At all levels of baseball, pitchers are breaking down far too often.
The question is why.
Major League Baseball’s findings released Tuesday linked the injury crisis to rising velocities, pitch shaping and maximum effort.
An underlying cause should be taken into account, too, although MLB won’t be cranking out a 62-page report on that topic.
Home run mania, which MLB has fostered for a few decades, harms pitchers’ health. Hitters can’t hit a home run if they strike out. So pitchers max out to get the K.
Subjected to those efforts, a pitcher’s ligaments, cartilage and tendons can’t hold up, said the 200 or so baseball and medical experts MLB interviewed in the past year.
Despite MLB’s claims that fans want to see the ball put in play more often, I don’t see how the industry can wean itself off its home run addiction without creating a backlash from its media rights partners and other corporate sponsors who underwrite a good chunk of the sport’s revenues
Home runs lead the daily highlight reels.

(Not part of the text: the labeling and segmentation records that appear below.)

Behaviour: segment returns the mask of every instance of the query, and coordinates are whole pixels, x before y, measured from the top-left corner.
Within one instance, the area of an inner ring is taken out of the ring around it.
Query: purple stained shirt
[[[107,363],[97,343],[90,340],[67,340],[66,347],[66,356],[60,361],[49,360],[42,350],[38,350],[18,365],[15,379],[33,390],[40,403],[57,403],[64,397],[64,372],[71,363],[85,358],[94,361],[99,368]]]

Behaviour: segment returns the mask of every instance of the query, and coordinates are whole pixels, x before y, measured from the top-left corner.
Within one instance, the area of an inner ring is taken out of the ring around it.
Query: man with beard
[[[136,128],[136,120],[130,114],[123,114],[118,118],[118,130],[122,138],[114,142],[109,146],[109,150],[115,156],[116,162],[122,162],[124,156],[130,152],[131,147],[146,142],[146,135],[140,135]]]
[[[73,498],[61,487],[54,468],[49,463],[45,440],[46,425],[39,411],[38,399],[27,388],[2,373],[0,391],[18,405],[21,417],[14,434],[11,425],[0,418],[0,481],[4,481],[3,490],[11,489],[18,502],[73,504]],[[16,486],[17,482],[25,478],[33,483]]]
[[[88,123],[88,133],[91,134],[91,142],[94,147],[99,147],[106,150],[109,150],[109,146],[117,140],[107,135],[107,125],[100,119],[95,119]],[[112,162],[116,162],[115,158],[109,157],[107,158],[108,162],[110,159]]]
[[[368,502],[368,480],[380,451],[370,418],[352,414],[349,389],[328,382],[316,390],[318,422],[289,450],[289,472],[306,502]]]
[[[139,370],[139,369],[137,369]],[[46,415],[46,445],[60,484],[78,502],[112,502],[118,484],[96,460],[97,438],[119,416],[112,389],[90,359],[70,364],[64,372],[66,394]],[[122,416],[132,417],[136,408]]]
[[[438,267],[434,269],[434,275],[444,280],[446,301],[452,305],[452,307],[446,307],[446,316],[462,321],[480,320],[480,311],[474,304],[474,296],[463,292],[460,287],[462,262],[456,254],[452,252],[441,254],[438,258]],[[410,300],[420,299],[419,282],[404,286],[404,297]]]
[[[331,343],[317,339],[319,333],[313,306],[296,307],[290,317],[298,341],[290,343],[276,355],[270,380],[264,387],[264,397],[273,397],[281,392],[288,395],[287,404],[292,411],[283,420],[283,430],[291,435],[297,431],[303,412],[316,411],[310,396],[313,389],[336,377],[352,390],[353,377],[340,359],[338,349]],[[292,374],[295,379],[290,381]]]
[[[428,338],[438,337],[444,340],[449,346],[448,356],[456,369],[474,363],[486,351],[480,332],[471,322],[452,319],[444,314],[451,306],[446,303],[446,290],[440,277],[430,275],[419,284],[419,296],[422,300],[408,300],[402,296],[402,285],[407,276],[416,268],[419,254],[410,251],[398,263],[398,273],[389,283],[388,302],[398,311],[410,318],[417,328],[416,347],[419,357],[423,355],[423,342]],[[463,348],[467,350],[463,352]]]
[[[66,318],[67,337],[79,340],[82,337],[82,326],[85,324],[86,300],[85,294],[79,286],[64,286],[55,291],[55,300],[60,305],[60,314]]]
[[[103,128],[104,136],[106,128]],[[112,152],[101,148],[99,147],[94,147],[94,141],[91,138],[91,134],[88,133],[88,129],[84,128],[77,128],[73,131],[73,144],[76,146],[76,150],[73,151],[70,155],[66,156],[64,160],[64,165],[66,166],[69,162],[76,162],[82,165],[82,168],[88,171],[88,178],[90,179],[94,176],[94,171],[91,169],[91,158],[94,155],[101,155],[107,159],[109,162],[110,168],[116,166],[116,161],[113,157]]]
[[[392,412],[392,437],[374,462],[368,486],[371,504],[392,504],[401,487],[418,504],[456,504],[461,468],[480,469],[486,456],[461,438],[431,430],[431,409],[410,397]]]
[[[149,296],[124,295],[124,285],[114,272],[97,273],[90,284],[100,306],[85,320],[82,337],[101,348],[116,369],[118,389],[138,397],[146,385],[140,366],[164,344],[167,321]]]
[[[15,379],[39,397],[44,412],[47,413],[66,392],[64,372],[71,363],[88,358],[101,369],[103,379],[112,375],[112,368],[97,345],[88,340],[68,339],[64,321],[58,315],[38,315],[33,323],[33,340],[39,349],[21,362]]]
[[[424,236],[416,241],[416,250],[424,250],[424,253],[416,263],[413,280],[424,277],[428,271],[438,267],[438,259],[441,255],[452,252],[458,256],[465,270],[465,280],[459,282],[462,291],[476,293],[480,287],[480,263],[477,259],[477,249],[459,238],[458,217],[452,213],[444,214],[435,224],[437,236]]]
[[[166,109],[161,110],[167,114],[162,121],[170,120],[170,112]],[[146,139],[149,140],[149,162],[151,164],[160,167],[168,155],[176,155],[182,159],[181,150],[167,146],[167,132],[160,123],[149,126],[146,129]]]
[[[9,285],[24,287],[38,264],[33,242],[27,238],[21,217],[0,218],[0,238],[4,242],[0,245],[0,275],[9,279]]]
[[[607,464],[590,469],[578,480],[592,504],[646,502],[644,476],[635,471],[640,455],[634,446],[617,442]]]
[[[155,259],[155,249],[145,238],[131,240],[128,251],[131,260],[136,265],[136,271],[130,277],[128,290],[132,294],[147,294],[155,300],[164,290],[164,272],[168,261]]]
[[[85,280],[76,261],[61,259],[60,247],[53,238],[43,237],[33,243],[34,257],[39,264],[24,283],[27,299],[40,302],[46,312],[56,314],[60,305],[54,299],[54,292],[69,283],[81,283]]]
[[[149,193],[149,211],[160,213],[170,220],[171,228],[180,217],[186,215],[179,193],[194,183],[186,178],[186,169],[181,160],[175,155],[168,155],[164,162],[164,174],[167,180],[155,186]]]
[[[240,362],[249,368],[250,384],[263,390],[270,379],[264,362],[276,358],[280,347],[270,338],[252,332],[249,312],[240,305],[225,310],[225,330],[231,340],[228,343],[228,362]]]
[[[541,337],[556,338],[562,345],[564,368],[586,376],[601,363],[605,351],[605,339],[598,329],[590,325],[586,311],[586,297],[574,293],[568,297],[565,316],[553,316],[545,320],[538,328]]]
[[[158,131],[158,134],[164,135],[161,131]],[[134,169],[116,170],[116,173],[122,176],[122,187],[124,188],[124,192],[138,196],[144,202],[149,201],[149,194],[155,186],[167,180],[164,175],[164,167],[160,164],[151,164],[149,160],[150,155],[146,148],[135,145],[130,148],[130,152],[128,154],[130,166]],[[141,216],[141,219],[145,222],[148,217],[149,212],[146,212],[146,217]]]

It’s fun to see the ball get small fast. Fans marvel at drives that zoom some 450 feet. Or farther. At the Texas Rangers ballpark this month, a large teenager hit a 554-foot drive off a video board in a showcase event.
Home run hitters command many of the biggest contracts.
Shohei Ohtani, despite the elbow injury that would prevent him from pitching in 2024, got a pledge of $700 million from the Los Angeles Dodgers last offseason before, then promptly hit 54 home runs on the way to a World Series title. Even if he requires a third reconstructive elbow surgery someday, Ohtani will be worth his salary if he continues to launch.
Juan Soto received $760 million guaranteed from the New York Mets this month after hitting 41 home runs for the cross-town Yankees. In 2023, he hit a then-career-high 35 homers with the Padres.
The Padres have paid up — big time — for home run power. The deals they’ve given sluggers Manny Machado and Fernando Tatis Jr. will pay out more than half a billion dollars combined.
MLB’s players’ association must sign off any rule changes. Why would player agents encourage their clients to vote to erode the earning power of the game’s top earners?
As for pitchers, MLB has shown for a while that it doesn’t really care about them. Huge salaries will go to the pitchers who are freakishly good enough to keep the ball in play and not blow out too soon.
MLB team owners and the players’ union have catered to the home run for the past few decades. Balls were juiced. Bats became harder, including a triple-lacquer model swung by Barry Bonds. Outfields at Petco Park and beyond were shrunk. Foul ground came to resemble a postage stamp.
This, too: the de facto 19-inch-wide strike zone gave way to a stringent 17-inch strike zone.
“You have to come over the plate, and hitters know it,” a Hall of Fame pitcher told me in 2022. “You have to ‘outstuff’ them.”
Nor does it make sense anymore to establish a ballpark that enrages sluggers and would-be sluggers. When the Giants opened their bayside ballpark in 2000, general manager Brian Sabean told me that the pitcher-friendly dimensions would help the team bring San Francisco its first World Series trophy. Left-handed hitters hated the place; righties fumed about losing extra-base hits to the opposite gap. But homegrown Giants pitchers thrived, Giants hitters adapted and Bruce Bochy-led teams won three World Series between 2010-14.
Nowadays, home run graveyards won’t be tolerated. The Giants shrank the outfield dimensions in 2020; in that year’s postseason, home runs drove in 237 of the 462 runs through World Series Game 5, according to the Elias Sports Bureau. That came to 51.3% of runs scored, the highest since the postseason era expanded beyond the World Series in 1969, per the Associated Press.
The recent World Series produced several engrossing stretches of varied baseball. But a powerful truth prevailed once again: to claim the trophy, home runs are needed, and lots of ‘em. Freddie Freeman delivered the highlight of the postseason with his walk-off grand slam in Game 1 of the World Series between the Dodgers and Yankees.
In the same World Series, 61.2% of runs scored were via the home run. That was the highest percentage in the event’s history, reported MLB’s Sarah Langs.
Unless the home run is scaled back, it’s hard to see how orthopedic surgeons won’t be in high demand by pitchers.